Integration with TensorBoard and other logging utilities #277

MilesCranmer · 2024-01-06T15:33:03Z

@eelregit made a request for a tensorboard logging capability. Turns out this was a fantastic idea! This is super useful, and also extremely easy to integrate. Gotta love Julia.

This is a work-in-progress PR to add tensorboard logging capabilities. Actually any other logger will work which is <:Logging.AbstractLogger – which is in the Julia standard library. That includes Wandb as well, via Wandb.jl

It seems to work nicely thus far. Here's a code example. First, run julia -e 'using Pkg; pkg"add TensorBoardLogger MLJBase https://github.com/MilesCranmer/SymbolicRegression.jl/tree/tb-logging"' to install everything.
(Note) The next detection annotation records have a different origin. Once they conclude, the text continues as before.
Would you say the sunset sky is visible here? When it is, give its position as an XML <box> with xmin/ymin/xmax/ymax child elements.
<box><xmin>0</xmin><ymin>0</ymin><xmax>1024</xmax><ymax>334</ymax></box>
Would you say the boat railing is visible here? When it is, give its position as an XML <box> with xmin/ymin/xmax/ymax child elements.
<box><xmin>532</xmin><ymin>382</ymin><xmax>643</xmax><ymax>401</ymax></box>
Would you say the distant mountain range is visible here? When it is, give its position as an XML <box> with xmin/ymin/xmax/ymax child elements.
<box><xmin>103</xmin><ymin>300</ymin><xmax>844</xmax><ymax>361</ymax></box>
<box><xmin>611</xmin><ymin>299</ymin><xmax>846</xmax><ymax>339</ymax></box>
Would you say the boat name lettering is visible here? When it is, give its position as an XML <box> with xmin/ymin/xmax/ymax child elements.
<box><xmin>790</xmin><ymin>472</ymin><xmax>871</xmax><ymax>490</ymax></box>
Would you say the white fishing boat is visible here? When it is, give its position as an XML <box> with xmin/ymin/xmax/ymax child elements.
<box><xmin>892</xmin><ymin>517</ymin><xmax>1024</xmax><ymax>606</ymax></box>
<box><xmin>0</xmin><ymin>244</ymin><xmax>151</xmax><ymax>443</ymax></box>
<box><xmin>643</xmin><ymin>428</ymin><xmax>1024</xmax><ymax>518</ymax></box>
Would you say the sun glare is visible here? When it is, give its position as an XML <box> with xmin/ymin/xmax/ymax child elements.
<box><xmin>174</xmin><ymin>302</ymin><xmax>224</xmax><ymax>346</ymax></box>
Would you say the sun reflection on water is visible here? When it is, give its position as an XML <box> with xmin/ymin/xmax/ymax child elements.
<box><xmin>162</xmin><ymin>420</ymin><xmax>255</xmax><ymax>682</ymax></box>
Then, you can run this with (copy-paste):

julia> using SymbolicRegression, TensorBoardLogger, Logging, MLJBase

julia> logger = TBLogger("tensorboard_logs/run", min_level=Logging.Info);

julia> model = SRRegressor(
           niterations=50,
           binary_operators=[+, -, *, mod],
           unary_operators=[],
           maxsize=40,
           logger=logger,
       );

julia> X = (a = rand(500), b = rand(500));

julia> y = @. 2 * cos(X.a * 23.5) - X.b ^ 2;

julia> mach = machine(model, X, y);

julia> fit!(mach);

which results in (you can run Python: Launch Tensorboard in VSCode via the Python extension) –

TODO:

Move the with_logger part into a separate function to clean things up. Probably in SearchUtils.jl.
Figure out what other stats we want to log. @eelregit what would be useful?
- TensorBoardLogger actually lets you log entire plots. We could log the whole pareto front maybe?
Figure out if we want to let the user pass a method which computes statistics they would find useful from the pareto front.
- Added as logging_callback which is passed a variety of relevant variables.
Add a unit test with SimpleLogger.
Document both logger and logging_callback in both equation_search and SRRegressor
Add example to documentation
Allow user to control frequency of logging
Make plots at a different frequency from scalar logs

MilesCranmer · 2024-01-06T16:19:38Z

FYI Wandb works too! https://github.com/avik-pal/Wandb.jl

eelregit · 2024-01-07T12:09:04Z

Thanks @MilesCranmer ! The tensorboard monitoring will complement the progress bar nicely for jobs longer than a few hours.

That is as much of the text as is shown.